I understand that creating a distributed job management system is a leap from a command-line archiving tool.
I'm now wondering what the simplest solution to this type of distributed performance scenario could be. Would a custom tool always be a requirement or are there ways to use standard utilities and somehow distribute their load transparently at a higher level?
Thanks for any suggestions.
One way to tackle this might be to use a distributed make system to run scripts across networked hardware. This is (or used to be) an experimental feature of (some implementations of) GNU Make. Solaris implements a dmake utility for the same purpose.
Another, more heavyweight, approach might be to use Condor to distribute your archiving jobs.
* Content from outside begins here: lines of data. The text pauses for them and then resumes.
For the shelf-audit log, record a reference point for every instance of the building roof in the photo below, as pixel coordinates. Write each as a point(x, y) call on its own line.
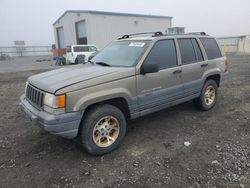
point(111, 13)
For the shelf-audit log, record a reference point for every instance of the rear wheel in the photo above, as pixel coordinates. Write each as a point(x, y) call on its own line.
point(102, 129)
point(208, 96)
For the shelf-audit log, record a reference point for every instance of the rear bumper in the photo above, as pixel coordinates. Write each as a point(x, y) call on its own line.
point(65, 125)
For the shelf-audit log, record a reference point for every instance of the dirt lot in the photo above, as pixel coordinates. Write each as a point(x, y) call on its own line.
point(153, 152)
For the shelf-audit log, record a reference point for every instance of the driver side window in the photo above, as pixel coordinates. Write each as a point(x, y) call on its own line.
point(163, 54)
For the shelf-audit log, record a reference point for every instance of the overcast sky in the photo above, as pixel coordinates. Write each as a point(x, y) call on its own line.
point(31, 20)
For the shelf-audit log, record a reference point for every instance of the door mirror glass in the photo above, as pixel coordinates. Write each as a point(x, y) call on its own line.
point(149, 68)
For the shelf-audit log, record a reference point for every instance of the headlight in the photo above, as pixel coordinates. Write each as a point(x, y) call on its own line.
point(26, 85)
point(54, 104)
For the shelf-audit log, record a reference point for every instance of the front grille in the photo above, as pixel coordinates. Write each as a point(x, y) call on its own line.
point(34, 95)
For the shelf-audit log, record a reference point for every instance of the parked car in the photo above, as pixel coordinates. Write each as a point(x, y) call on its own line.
point(77, 50)
point(130, 78)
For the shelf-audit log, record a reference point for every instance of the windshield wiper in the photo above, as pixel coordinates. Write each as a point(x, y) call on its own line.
point(102, 63)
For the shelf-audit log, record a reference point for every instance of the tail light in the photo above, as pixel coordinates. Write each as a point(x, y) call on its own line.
point(226, 65)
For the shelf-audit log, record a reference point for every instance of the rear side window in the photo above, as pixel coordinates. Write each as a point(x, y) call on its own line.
point(187, 51)
point(81, 49)
point(211, 47)
point(163, 54)
point(197, 49)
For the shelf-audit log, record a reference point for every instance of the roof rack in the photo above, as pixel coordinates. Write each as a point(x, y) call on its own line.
point(196, 33)
point(155, 34)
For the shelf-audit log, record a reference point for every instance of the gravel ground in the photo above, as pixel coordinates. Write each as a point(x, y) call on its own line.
point(153, 153)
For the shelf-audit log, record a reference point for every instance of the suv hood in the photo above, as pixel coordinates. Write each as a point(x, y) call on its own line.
point(54, 80)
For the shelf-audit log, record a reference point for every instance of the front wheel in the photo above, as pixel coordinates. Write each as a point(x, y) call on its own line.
point(208, 96)
point(102, 129)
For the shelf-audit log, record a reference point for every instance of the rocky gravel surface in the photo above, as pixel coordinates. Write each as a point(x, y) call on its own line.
point(177, 147)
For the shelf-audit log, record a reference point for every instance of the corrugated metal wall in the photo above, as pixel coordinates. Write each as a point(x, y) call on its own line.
point(237, 44)
point(102, 29)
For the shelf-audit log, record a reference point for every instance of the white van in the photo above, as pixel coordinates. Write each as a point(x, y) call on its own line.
point(74, 50)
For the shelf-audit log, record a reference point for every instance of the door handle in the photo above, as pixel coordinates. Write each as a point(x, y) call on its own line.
point(177, 72)
point(204, 65)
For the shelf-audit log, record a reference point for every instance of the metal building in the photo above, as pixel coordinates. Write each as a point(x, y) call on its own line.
point(235, 44)
point(99, 28)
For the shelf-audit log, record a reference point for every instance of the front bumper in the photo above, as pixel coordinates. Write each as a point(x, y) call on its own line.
point(65, 125)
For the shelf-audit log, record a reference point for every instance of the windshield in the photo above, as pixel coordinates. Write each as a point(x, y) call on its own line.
point(121, 53)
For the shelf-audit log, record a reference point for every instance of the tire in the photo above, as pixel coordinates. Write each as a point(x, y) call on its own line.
point(208, 97)
point(100, 124)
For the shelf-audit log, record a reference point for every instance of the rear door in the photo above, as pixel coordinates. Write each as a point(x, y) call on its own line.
point(158, 90)
point(193, 65)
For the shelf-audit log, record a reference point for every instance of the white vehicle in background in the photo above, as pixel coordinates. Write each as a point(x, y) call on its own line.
point(79, 50)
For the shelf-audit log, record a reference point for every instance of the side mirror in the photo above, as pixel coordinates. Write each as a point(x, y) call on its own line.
point(149, 68)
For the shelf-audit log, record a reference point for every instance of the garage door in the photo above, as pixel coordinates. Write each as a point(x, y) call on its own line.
point(81, 36)
point(60, 37)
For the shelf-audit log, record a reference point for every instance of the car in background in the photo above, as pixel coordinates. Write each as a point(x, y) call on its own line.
point(79, 50)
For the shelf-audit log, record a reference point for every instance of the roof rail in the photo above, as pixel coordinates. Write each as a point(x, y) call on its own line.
point(155, 34)
point(196, 33)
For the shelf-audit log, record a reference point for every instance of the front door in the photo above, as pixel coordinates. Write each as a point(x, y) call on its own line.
point(158, 90)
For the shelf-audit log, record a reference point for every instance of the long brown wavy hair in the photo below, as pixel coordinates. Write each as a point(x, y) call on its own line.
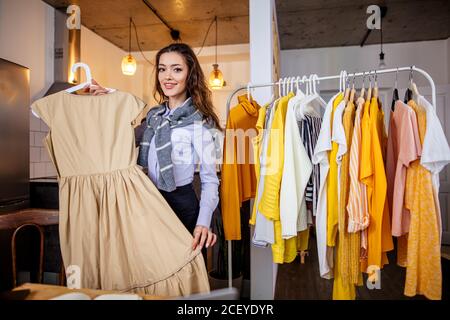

But I think you wouldn't install Condor just for the twice-yearly archiving runs, it's more of a system for regularly scavenging spare cycles from networked hardware.
The SCons build system, which is really a Python-based replacement for make, could probably be persuaded to hand work off across the network.
Then again, you could use scripts to ssh to start jobs on networked PCs.
So there are a few ways you could approach this without having to take up parallel programming with all the fun that that entails.
Does anyone know how a computer cluster can be used for everyday applications, like for example video games?
I would like to build a computer cluster that can run applications over the cluster that were not specifically designed for computer clusters and still see the performance increase. One use would be for video games, but I would also like to utilize the increased computing power for running a large network of virtualized machines.
It won't help, especially in the case of video games. You have to build around the cluster; the cluster does not work around you.
At any rate, video games require sub-50ms response time on input and response,and network propagation would just destroy any performance gains you might see. Video processing, on the other hand, benefits GREATLY from the cluster as the task is inherently geared toward parallelization. It does not require user input, and output is only measured in terms of the batch process.
If you have a program written for a single core, running it on a four-core processor won't help you (except that one core can be devoted to that program). For example, I have Visual Studio compiling on multiple cores on this machine, but linking is done on one core (and is annoyingly slow). In order to get use out of multiple cores, I have to either run something that can use multiple cores or run several separate programs.
Clusters are like that, only more so. All communication between the machines is explicit and must be programmed in. There are things you can do with a cluster (see Google's map-reduce algorithm), but they do require special programming and work.
Typical clusters are used either to specialize machines (one might be a database server and one a web server, for example), or to run large numbers of programs simultaneously.
You will not be able to easily run a video game on a cluster, unless it was already designed to work on multiple machines. I have not heard of such a game. You may have some luck creating a virtual server farm, but I doubt it will be easy to get it working perfectly. If you are interested in this, one example would be amazon's EC2 service. They offer virtual machines for "rent" by the hour. Behind the scenes, I assume they have a giant cluster that is supplying all of these virtual machines.
Unfortunately, unless you have some pretty clever operating system / software design in mind - simply connecting programs together via a cluster and hoping to get increased performance is not likely to work - especially not for video games. In order to get increased performance from running things in a cluster you have to program for it otherwise there is a good change you'd see a decrease in performance rather than an increase.